A Kaspersky Lab identificou um novo cavalo de Troia de acesso remoto (RAT), chamado SambaSpy, que se destaca pela seletividade de suas vítimas.
Sobre o SambaSpy
O SambaSpy é um RAT sofisticado, projetado com uma proteção adicional usando o Zelix KlassMaster, o que torna sua detecção e análise muito mais complexas. Este malware é capaz de:
- Gerenciar arquivos e processos do sistema;
- Baixar e enviar arquivos;
- Controlar a webcam;
- Realizar capturas de tela;
- Roubar senhas;
- Carregar plug-ins adicionais;
- Operar a área de trabalho remotamente;
- Gravar as teclas pressionadas;
- Controlar a área de transferência.
Essas capacidades tornam o SambaSpy extremamente perigoso, com potencial para atuar como uma ferramenta de espionagem completa.
Campanha de Ataque
A campanha de ataque detectada teve como alvo, de forma exclusiva, usuários na Itália. Embora seja incomum essa escolha específica, a hipótese mais plausível é que os agentes maliciosos estejam testando suas operações com um grupo limitado de vítimas antes de expandir para outros países.

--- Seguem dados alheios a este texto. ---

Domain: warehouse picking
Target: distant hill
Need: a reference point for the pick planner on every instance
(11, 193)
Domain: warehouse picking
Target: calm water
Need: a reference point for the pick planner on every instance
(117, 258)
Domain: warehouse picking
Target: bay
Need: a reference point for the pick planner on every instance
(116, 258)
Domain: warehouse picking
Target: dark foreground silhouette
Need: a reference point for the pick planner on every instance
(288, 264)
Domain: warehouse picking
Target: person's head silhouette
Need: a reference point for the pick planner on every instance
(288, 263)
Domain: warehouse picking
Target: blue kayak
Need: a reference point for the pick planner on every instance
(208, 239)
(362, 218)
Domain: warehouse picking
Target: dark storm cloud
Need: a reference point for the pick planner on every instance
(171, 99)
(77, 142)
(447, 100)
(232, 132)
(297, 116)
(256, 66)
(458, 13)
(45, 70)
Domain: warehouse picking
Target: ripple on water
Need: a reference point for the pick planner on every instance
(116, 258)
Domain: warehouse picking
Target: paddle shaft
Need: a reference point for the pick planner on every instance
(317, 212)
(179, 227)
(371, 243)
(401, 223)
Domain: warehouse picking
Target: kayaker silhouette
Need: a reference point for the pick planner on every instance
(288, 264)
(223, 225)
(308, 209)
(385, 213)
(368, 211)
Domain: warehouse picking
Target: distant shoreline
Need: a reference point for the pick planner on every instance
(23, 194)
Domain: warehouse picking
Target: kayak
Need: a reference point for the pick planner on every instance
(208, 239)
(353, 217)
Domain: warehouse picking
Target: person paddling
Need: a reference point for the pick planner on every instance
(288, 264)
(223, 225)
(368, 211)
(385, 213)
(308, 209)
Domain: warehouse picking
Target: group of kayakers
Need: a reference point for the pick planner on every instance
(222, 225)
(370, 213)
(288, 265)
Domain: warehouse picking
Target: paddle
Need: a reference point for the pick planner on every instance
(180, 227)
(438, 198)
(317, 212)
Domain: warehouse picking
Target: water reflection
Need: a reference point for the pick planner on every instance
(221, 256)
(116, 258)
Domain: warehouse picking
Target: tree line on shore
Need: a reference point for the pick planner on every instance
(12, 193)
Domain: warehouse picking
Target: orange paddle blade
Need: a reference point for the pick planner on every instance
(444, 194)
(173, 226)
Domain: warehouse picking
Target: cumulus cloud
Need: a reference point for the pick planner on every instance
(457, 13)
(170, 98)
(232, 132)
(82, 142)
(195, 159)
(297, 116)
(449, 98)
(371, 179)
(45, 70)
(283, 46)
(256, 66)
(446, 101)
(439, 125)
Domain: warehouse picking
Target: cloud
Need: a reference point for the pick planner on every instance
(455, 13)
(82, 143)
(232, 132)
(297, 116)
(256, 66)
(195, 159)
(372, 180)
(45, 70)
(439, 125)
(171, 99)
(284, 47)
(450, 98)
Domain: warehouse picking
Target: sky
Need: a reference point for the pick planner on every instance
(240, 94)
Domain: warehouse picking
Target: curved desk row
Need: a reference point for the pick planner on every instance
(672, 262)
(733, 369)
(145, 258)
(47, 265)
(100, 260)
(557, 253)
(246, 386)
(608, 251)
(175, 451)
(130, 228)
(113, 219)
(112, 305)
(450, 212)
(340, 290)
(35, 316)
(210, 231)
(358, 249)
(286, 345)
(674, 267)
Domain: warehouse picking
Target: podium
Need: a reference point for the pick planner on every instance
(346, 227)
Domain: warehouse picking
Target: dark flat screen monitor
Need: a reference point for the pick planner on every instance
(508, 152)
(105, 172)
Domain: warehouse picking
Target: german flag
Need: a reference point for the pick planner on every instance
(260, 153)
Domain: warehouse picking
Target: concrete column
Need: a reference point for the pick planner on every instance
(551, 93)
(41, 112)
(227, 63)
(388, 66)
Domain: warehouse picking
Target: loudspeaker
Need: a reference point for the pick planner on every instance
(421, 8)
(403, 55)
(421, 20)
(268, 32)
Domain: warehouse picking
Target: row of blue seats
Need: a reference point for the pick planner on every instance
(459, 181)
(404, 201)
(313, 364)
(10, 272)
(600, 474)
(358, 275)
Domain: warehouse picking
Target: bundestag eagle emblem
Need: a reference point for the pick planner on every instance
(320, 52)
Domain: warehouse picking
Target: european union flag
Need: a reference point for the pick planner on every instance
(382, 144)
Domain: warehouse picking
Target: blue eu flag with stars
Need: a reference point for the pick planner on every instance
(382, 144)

Como o SambaSpy é Distribuído
Assim como outros RATs, o SambaSpy é propagado por e-mails de phishing. Nesta campanha, os e-mails simulavam comunicações de uma agência imobiliária e continham um link para supostas faturas. Esses e-mails, embora escritos em italiano, eram enviados de domínios alemães, o que pode levantar suspeitas.
Ao clicar no link, o usuário é direcionado a um site que verifica o idioma do sistema e o navegador. Caso o dispositivo esteja configurado para o idioma italiano e o navegador seja Edge, Firefox ou Chrome, o sistema será infectado por um arquivo PDF malicioso, responsável por instalar o dropper ou o downloader do SambaSpy. O dropper faz a instalação do malware imediatamente, enquanto o downloader obtém os componentes adicionais dos servidores dos atacantes.
Para evitar detecção, o SambaSpy verifica se o sistema está sendo executado em uma máquina virtual e se o idioma é italiano. Caso os critérios não sejam atendidos, o usuário é redirecionado ao site legítimo FattureInCloud.
Possíveis Autores e Expansão Geográfica
Ainda não foi possível identificar o grupo específico por trás da criação e disseminação do SambaSpy, mas evidências indicam que os invasores falam português brasileiro. Além disso, o grupo já expandiu as operações para outros países, como Espanha e Brasil, usando domínios maliciosos para atingir novos alvos.
Dicas de Proteção contra o SambaSpy
Para evitar infecções, é fundamental adotar práticas de segurança adequadas:
- Instalar uma solução de segurança confiável, como o Kaspersky Premium, que detecta e neutraliza o SambaSpy e outras ameaças;
- Manter atenção redobrada com e-mails de phishing. Antes de clicar em links suspeitos, sempre refletir sobre a possibilidade de fraude.
Essas práticas podem fazer toda a diferença na proteção contra esse sofisticado malware e outras ameaças.